- Born: 17 July 1961 Bristol, England, UK
- Education: Oxford University Clifton College
- Occupations: Writer, traveller, lecturer, translator
- Writing career
- Years active: From 1998
- Notable works: Arabs: A 3,000-Year History of Peoples, Tribes and Empires

= Tim Mackintosh-Smith =

British Arabist and writer

Tim Mackintosh-Smith (born 17 July 1961) is a British Arabist, writer, traveller, lecturer and translator. He has written numerous books on the Middle East, won several awards and has presented a major BBC television series.

==Early life and education==
Mackintosh-Smith grew up in Bristol, where he attended Clifton College from 1971 to 1978, followed by a musical scholarship to the University of Oxford, where he read Classical Arabic.

==Career==
From 1982 to 2019, Mackintosh-Smith lived in an ancient tower house off the "Market of the Cows" in the old city of San'a, Yemen. As a consequence of the civil war in Yemen, he had to leave this home and temporarily relocate to Malaysia. He is the author of the travel books Yemen: Travels in Dictionaryland (1997) and Yemen: The Unknown Arabia (2000). Further, he is one of the foremost scholars of the Moroccan medieval scholar Ibn Battuta. Mackintosh-Smith has published a trilogy recounting Ibn Battuta's journeys as published in his Rihla: Travels with a Tangerine (2001), The Hall of a Thousand Columns (2005) and Landfalls (2010). He has additionally written widely on subjects as broad as alabaster, the collection of frankincense, the stories of M.R. James and the history of umbrellas.

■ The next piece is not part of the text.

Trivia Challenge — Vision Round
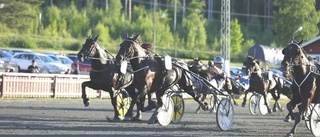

Mackintosh-Smith presented a major BBC documentary series Travels with a Tangerine (2007), recounting his experiences tracing Ibn Battutah's fourteenth-century travels in the present day. He was featured in a documentary film The English Sheik and the Yemeni Gentleman.

Mackintosh-Smith has won several awards. Yemen: Travels in Dictionary Land, won the 1998 Thomas Cook Travel Book Award. The Daily Telegraph has described him as "the sage of Sana'a." He has also written about the history of the Arab people and their cultures in his Arabs: A 3,000-Year History of Peoples, Tribes and Empires (2019). In this "history of Arabs", avoiding the general notion of the Arabs', he dedicated an important part of the 630 pages to the pre-Islamic times of documented Arab history, that is the 1,400 years before Muhammad, and discussed the influence this long period brought about for the following 1,400 years of Arab history since then. Attributing less importance to the concept of Arabs as an homogeneous and discrete ethnic group, he stressed the importance of the Arabic language as "the strongest link" in Arab history and present.